И бессмысленно было возражать, что червяков в хвосте вообще не бывает. Джефф, он уж знает! И дело с концом.
Если бы Джефф использовал свои бесценные возможности, чтобы приобрести какие-никакие начатки знаний, все было бы не так уж плохо. Но он создал собственноручно кошмарную патологию и подкреплял ее всякими отдающими черной магией рекомендациями, которых набрался от наиболее невежественных фермеров. У него было четыре дежурных недуга – застой в легких, черная гниль, язвы нутра и красные камни. Этот квартет ввергал в дрожь ветеринаров на много миль вокруг.
Еще один крест, который, по его милости, приходилось нести ветеринарам, была его уникальная способность только взглянуть на мертвое животное и с места в карьер определить причину его смерти. Фермеры, благоговевшие перед этим его даром, постоянно спрашивали у меня, почему я не могу так. Но невзлюбить Мэллока было невозможно. Какой же человек устоит перед шансом стать непререкаемым авторитетом? И за его поведением не крылось никаких коварных намерений. Тем не менее иногда оно приводило к неприятным ситуациям, и я всегда старался вовремя оказаться на месте. И особенно когда речь шла об Айзеке Крэнфорде.
Крэнфорд был суровым человеком, человеком поистине чугунным. Извлекающий максимум из любой сделки, любой ценой добивающийся своего, он слыл скаредом в краях, где бережливость была в крови у всех. Ему принадлежали чуть ли не самые плодородные земли в долине, его шортгорны постоянно получали призы на выставках, но друзей у него не было. Мистер Бейтсон, его северный сосед, охарактеризовал его так: «Этот малый блоху обдерет ради ее шкуры». Мистер Диксон, его южный сосед, придерживался другой точки зрения: «Если он наложит лапу на фунтовую бумажку, только ее и видели!»
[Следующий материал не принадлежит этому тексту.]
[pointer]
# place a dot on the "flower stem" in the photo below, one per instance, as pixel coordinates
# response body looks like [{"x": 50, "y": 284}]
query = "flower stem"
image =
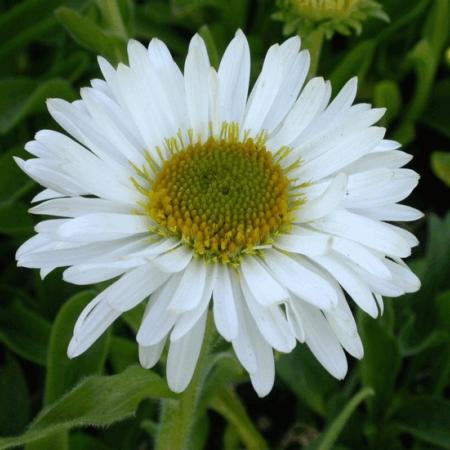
[
  {"x": 178, "y": 416},
  {"x": 313, "y": 42}
]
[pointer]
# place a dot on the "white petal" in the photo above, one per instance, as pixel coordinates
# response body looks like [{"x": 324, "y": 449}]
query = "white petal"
[
  {"x": 158, "y": 320},
  {"x": 149, "y": 356},
  {"x": 224, "y": 304},
  {"x": 386, "y": 160},
  {"x": 371, "y": 233},
  {"x": 353, "y": 147},
  {"x": 191, "y": 287},
  {"x": 271, "y": 323},
  {"x": 264, "y": 378},
  {"x": 392, "y": 213},
  {"x": 325, "y": 203},
  {"x": 303, "y": 112},
  {"x": 264, "y": 92},
  {"x": 234, "y": 76},
  {"x": 295, "y": 320},
  {"x": 348, "y": 279},
  {"x": 294, "y": 67},
  {"x": 96, "y": 317},
  {"x": 344, "y": 327},
  {"x": 78, "y": 206},
  {"x": 300, "y": 279},
  {"x": 403, "y": 276},
  {"x": 172, "y": 81},
  {"x": 133, "y": 287},
  {"x": 46, "y": 194},
  {"x": 188, "y": 319},
  {"x": 175, "y": 260},
  {"x": 196, "y": 76},
  {"x": 183, "y": 355},
  {"x": 379, "y": 187},
  {"x": 103, "y": 227},
  {"x": 303, "y": 240},
  {"x": 322, "y": 341},
  {"x": 361, "y": 256},
  {"x": 243, "y": 344},
  {"x": 261, "y": 284}
]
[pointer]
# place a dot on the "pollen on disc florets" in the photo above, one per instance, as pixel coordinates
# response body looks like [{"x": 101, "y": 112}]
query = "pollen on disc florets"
[{"x": 223, "y": 197}]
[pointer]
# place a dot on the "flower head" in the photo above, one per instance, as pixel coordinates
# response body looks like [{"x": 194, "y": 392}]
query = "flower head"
[{"x": 188, "y": 192}]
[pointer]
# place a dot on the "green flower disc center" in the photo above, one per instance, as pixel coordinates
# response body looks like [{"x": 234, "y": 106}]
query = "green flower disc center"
[{"x": 222, "y": 197}]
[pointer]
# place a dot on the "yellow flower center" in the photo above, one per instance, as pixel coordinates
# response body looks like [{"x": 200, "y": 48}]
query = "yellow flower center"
[{"x": 223, "y": 197}]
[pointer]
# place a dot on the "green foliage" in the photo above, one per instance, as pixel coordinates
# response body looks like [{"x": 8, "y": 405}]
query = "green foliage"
[
  {"x": 96, "y": 401},
  {"x": 48, "y": 48}
]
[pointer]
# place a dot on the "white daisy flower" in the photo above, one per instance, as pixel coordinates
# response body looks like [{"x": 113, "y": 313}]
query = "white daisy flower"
[{"x": 186, "y": 191}]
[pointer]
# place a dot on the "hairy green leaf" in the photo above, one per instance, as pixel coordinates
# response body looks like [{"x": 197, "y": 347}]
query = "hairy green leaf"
[
  {"x": 96, "y": 401},
  {"x": 24, "y": 332}
]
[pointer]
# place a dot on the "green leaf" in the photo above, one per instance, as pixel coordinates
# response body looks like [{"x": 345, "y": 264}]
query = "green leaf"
[
  {"x": 440, "y": 163},
  {"x": 437, "y": 114},
  {"x": 306, "y": 378},
  {"x": 408, "y": 344},
  {"x": 20, "y": 97},
  {"x": 90, "y": 36},
  {"x": 381, "y": 362},
  {"x": 70, "y": 67},
  {"x": 228, "y": 405},
  {"x": 62, "y": 372},
  {"x": 123, "y": 353},
  {"x": 356, "y": 62},
  {"x": 329, "y": 437},
  {"x": 24, "y": 22},
  {"x": 24, "y": 332},
  {"x": 81, "y": 441},
  {"x": 96, "y": 401},
  {"x": 426, "y": 418},
  {"x": 14, "y": 398}
]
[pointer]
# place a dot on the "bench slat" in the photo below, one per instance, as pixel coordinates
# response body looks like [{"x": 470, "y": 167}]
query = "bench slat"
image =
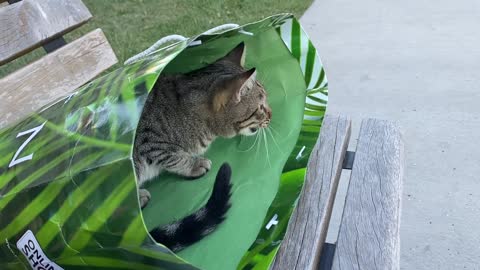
[
  {"x": 369, "y": 232},
  {"x": 54, "y": 76},
  {"x": 307, "y": 228},
  {"x": 29, "y": 24}
]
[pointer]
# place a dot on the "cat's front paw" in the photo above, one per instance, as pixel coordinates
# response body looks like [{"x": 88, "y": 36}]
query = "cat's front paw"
[
  {"x": 144, "y": 197},
  {"x": 200, "y": 167}
]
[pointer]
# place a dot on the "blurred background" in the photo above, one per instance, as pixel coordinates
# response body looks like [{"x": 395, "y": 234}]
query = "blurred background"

Эта утренняя встреча уходила корнями в предыдущий день. Мистер Крэнфорд позвонил днем:
– У меня корову молнией убило. Валяется мертвая на лугу.
Я удивился:
– Молнией? Вы уверены? У нас сегодня грозы не было.
– Может, у вас и не было, а у нас тут была.
– Ну-у… хорошо. Я подъеду осмотрю ее.
По дороге на ферму я предвкушал предстоящий разговор без всякого удовольствия. Вопрос о молниях был очень щекотливым. Все фермеры были застрахованы от ударов молний – это входило в страхование от огня, и после сильной грозы ветеринаров часто вызывали осмотреть погибших животных.
Страховые компании особенно не придирались. Если они получали официальную справку, подписанную ветеринаром, что причиной смерти он считает молнию, то обычно выплачивали премию без всяких осложнений. В сомнительных случаях они просили сделать вскрытие или обращались за вторым мнением к другому ветеринару. Трудность заключалась в том, что никаких четких диагностических признаков такого рода смерти не существует. Разве что иногда повреждения подкожных тканей, но практически ничего больше. В лучшем случае на трупе были типичные следы ожога – от уха вниз по ноге к опаленной траве. Ну или животное находили под деревом, которое, несомненно, само было расщеплено молнией. Тогда поставить диагноз труда не составляло.